Hey you how's it going? You looking mighty fine! insert mandatory not blogged in a while excuse.

Next week I'm starting an eight week fellowship organized by the Advanced Skills Initiative. Yes, it does sound like something out of the Bourne universe; it's not though, I think.

The first two weeks or so will consist of workshops and lectures and the rest of the time I am going to be working on a personal project for an organization. I don't know what organization I am going to be working with right now, but it should be interesting work regardless. In addition to the lectures we'll have talks from people in the industry and various demo days where we will show off our work.

Apparently there will be around 20 of us in the programme; all PhD students with some kinda of numerical analysis background. I am looking forward to meeting everyone but I must admit I'm a bit intimidated.

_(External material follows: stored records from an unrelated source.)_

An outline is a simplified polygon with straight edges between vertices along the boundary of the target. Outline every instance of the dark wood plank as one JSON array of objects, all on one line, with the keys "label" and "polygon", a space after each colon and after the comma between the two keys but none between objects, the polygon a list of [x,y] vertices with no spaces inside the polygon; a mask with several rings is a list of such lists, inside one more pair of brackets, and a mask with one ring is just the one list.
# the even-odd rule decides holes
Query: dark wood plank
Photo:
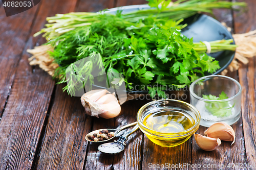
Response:
[{"label": "dark wood plank", "polygon": [[[235,1],[235,0],[232,0]],[[243,10],[234,13],[234,33],[245,33],[256,29],[256,15],[255,7],[256,1],[253,0],[237,0],[236,1],[245,2],[247,7]]]},{"label": "dark wood plank", "polygon": [[127,5],[140,5],[147,4],[148,2],[145,0],[117,0],[117,7],[122,7]]},{"label": "dark wood plank", "polygon": [[38,7],[8,17],[6,16],[4,8],[0,8],[0,68],[2,69],[0,72],[0,117],[10,92],[17,66],[28,41],[30,27]]},{"label": "dark wood plank", "polygon": [[32,70],[28,57],[25,53],[18,65],[0,122],[0,169],[31,167],[53,89],[50,76]]},{"label": "dark wood plank", "polygon": [[[74,10],[76,4],[69,1],[67,1],[66,3],[62,1],[57,1],[56,4],[51,1],[44,2],[45,4],[40,3],[26,12],[3,17],[1,21],[0,46],[6,50],[0,51],[0,56],[3,57],[0,58],[0,65],[1,68],[8,69],[6,71],[0,73],[2,74],[0,92],[3,97],[0,101],[7,98],[5,94],[8,94],[11,89],[16,70],[17,73],[0,122],[2,134],[0,168],[31,167],[47,116],[54,81],[38,67],[34,69],[29,65],[28,58],[30,55],[25,52],[27,49],[32,48],[37,42],[45,42],[41,38],[32,38],[32,35],[44,27],[46,16],[55,14],[52,10],[63,12],[66,9],[68,12],[72,7]],[[39,15],[35,15],[39,8]],[[2,12],[1,9],[1,16],[3,16]],[[36,19],[34,16],[38,16]],[[34,22],[32,23],[33,19]],[[28,36],[30,36],[28,41]],[[23,51],[22,59],[18,65]]]},{"label": "dark wood plank", "polygon": [[98,12],[115,7],[115,0],[80,0],[78,4],[76,12]]},{"label": "dark wood plank", "polygon": [[186,165],[183,166],[183,163],[191,164],[191,138],[179,145],[164,148],[154,143],[144,135],[142,169],[189,169]]},{"label": "dark wood plank", "polygon": [[8,17],[0,9],[1,169],[31,167],[53,90],[54,82],[44,71],[32,70],[24,50],[31,44],[28,39],[38,8]]},{"label": "dark wood plank", "polygon": [[[122,105],[120,115],[116,118],[104,119],[94,118],[93,130],[102,128],[115,128],[131,124],[136,120],[139,108],[146,101],[129,101]],[[131,107],[132,106],[132,107]],[[130,128],[130,129],[131,129]],[[118,136],[123,134],[120,132]],[[118,139],[116,137],[115,140]],[[131,135],[125,142],[124,150],[121,153],[105,155],[97,150],[99,144],[90,143],[89,145],[86,169],[139,169],[141,165],[141,149],[143,133],[139,130]]]},{"label": "dark wood plank", "polygon": [[239,69],[240,82],[242,87],[242,115],[245,150],[247,162],[254,165],[256,165],[255,67],[256,59],[253,58],[249,59],[248,66],[243,65]]},{"label": "dark wood plank", "polygon": [[[246,10],[234,13],[235,33],[244,33],[256,29],[256,2],[253,0],[243,1],[248,4]],[[242,116],[247,164],[256,166],[256,129],[255,82],[256,60],[249,59],[248,65],[242,65],[239,69],[240,83],[242,86]],[[248,168],[253,169],[253,168]]]},{"label": "dark wood plank", "polygon": [[57,86],[49,113],[38,169],[82,169],[92,118],[86,116],[79,98],[63,92],[65,85]]}]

Hobbits really are amazing creatures

The programme is said to be very intensive so I'm using my time to prepare for it. Data scientists need to develop a variety of different skills:

  • Statistical data analysis
  • Machine learning
  • Programming language
  • Business insight
  • Communication and networking skills

I want to develop as many of these skills as possible but to hit the ground running I'm focusing on the tools of the trade: programming skills!

And my axe!

Data scientists seem to be using one of two languages: R, a statistical analysis language; and Python, the well known general-purpose programming language. I decided to go with Python since I am already somewhat familiar with the language having used it before, it's a more generic language than R therefore more valuable to know, and the industry seems to be moving in that direction anyway.

I am recreating the last portion of my PhD work using a combination of Python and MySQL to get familiar with some of the packages used.

Speak friend and enter

I've managed to install and set-up a MySQL server, and import a small sample of muon data. I was surprised by how quickly I got this done with some rudimentary Python scripts and MySQL commands. I then connected to the server in a Python script and plotted the transverse momentum distribution of some decent quality muons. All of this in less than two days, not sure why I think this would take way longer using an ATLAS-style work-flow.

Next I am going to develop the analysis further introducing the interaction between two tables of data and multiple selections. It's interesting having to think and structure the analysis in a whole different way. Maybe once I have this developed a bit more I will talk about it.

That's it for now, I will leave you with the transverse momentum distribution of some fancy muons that I managed to make. Look at those Latex-typeset axes labels! Ooooh!

The distribution of muon momentum /img/first_pt.png Figure 1: Muons are fast!